Nachama Soloveichik, a spokeswoman for Mr. Morrisey, said that the campaign would comment on ballot issues “as they may arise” but did not mention Mr. Blankenship by name.
“Patrick Morrisey is the only candidate who can defeat Senator Joe Manchin and who will stand with President Trump for West Virginians,” she said.
A spokesman for Mr. Manchin declined to comment.
Mr. Blankenship has run a populist campaign not unlike Mr. Trump’s, complete with nativist attacks and allegations that the Justice Department under President Barack Obama corruptly prosecuted him for his role in a 2010 mine explosion that killed 29 men.
Senator Mitch McConnell of Kentucky, the majority leader, coordinated an aggressive campaign to sink Mr. Blankenship in the Republican primary, even getting Mr. Trump to voice opposition to his candidacy. In the weeks since Mr. Blankenship’s loss, Mr. Trump and other Republican leaders have expressed relief, saying they avoided a situation like Alabama, where a Democrat claimed a safely Republican Senate seat.
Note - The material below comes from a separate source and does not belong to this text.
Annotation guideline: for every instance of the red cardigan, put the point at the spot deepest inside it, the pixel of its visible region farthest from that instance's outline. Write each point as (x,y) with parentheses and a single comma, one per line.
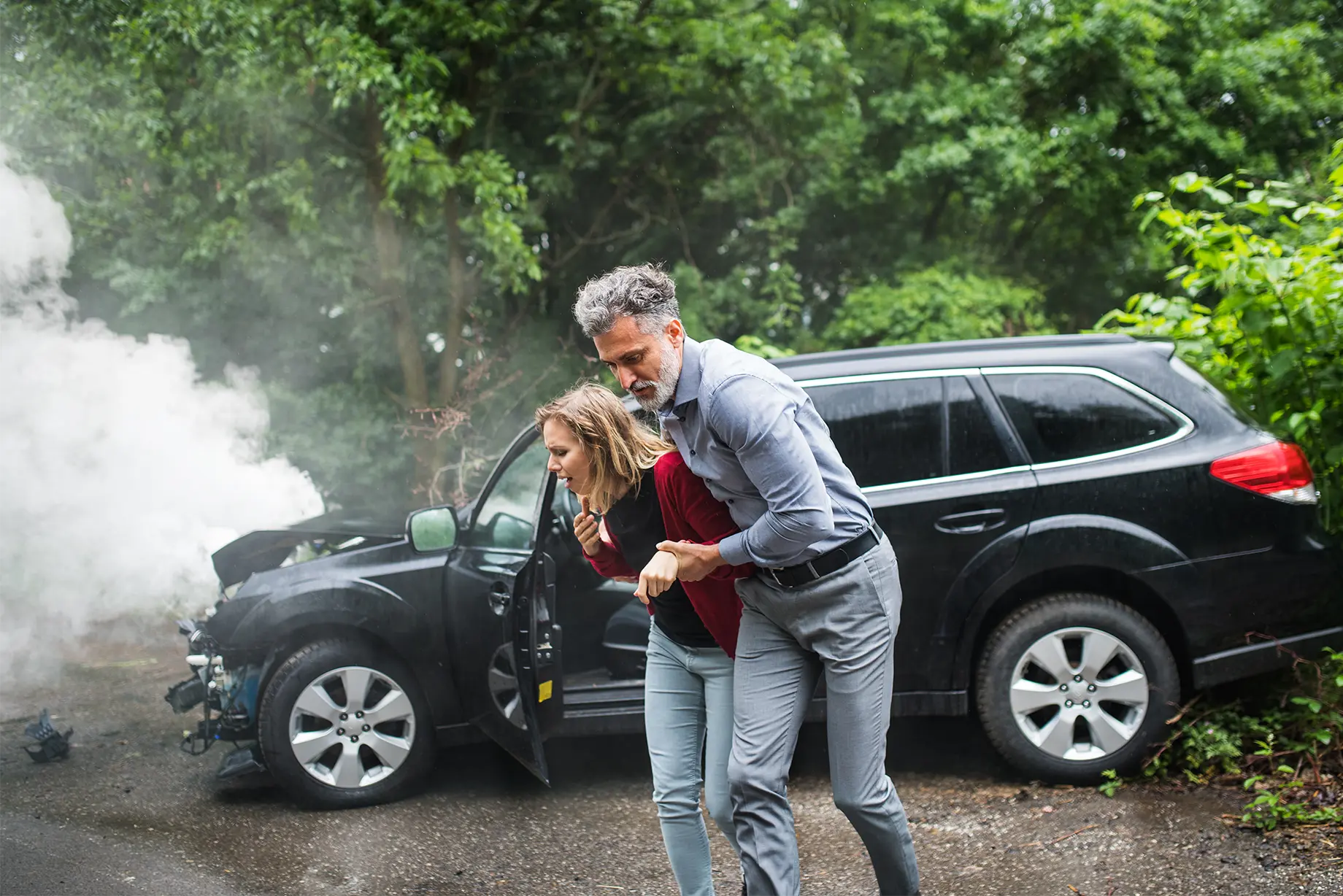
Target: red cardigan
(689,514)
Mr. McConnell’s Senate campaign team went further, taunting Mr. Blankenship the night of his loss with a reference from “Narcos,” a Netflix series.
Mr. Blankenship did not appreciate the gesture and responded a few days later with an ad that blasted Mr. McConnell for making light of drug use and warning the Republican leader that “It’s Not Over.”
But it will not be easy for Mr. Blankenship to keep up the fight. West Virginia’s “sore loser” or “sour grapes” law appears designed to head off efforts like Mr. Blankenship’s. It states that a candidate who runs for the nomination of a major political party and loses “cannot change her or his voter registration to a minor-party organization/unaffiliated candidate to take advantage of the later filing deadlines and have their name on the subsequent general election ballot.”
Steven Allen Adams, a spokesman for Mac Warner, West Virginia’s secretary of state, made clear that Mr. Warner believes the law bans a candidate like Mr. Blankenship from seeking to step around the primary process.
Still, scholars said that the state had written the text in a way that leaves it vulnerable to challenge.
“It looks to me like West Virginia intended for there to be a ban on sore losers, including in legislation this year. It looks like they were intended to stop someone like Blankenship,” said Barry C. Burden, the director of the Elections Research Center at the University of Wisconsin at Madison. “However, the law is not written perfectly.”
The State Legislature passed a bill in March seeking to clarify the law, but it does not take effect until June.
Mr. Blankenship, for his part, painted himself as a natural fit for the Constitution Party, which champions the “Christian character and heritage of our state, and the Bible as the basis of morality on which the legitimacy of our laws rest.” He cited his legal case as presenting himself as an “especially appropriate” representative of its values.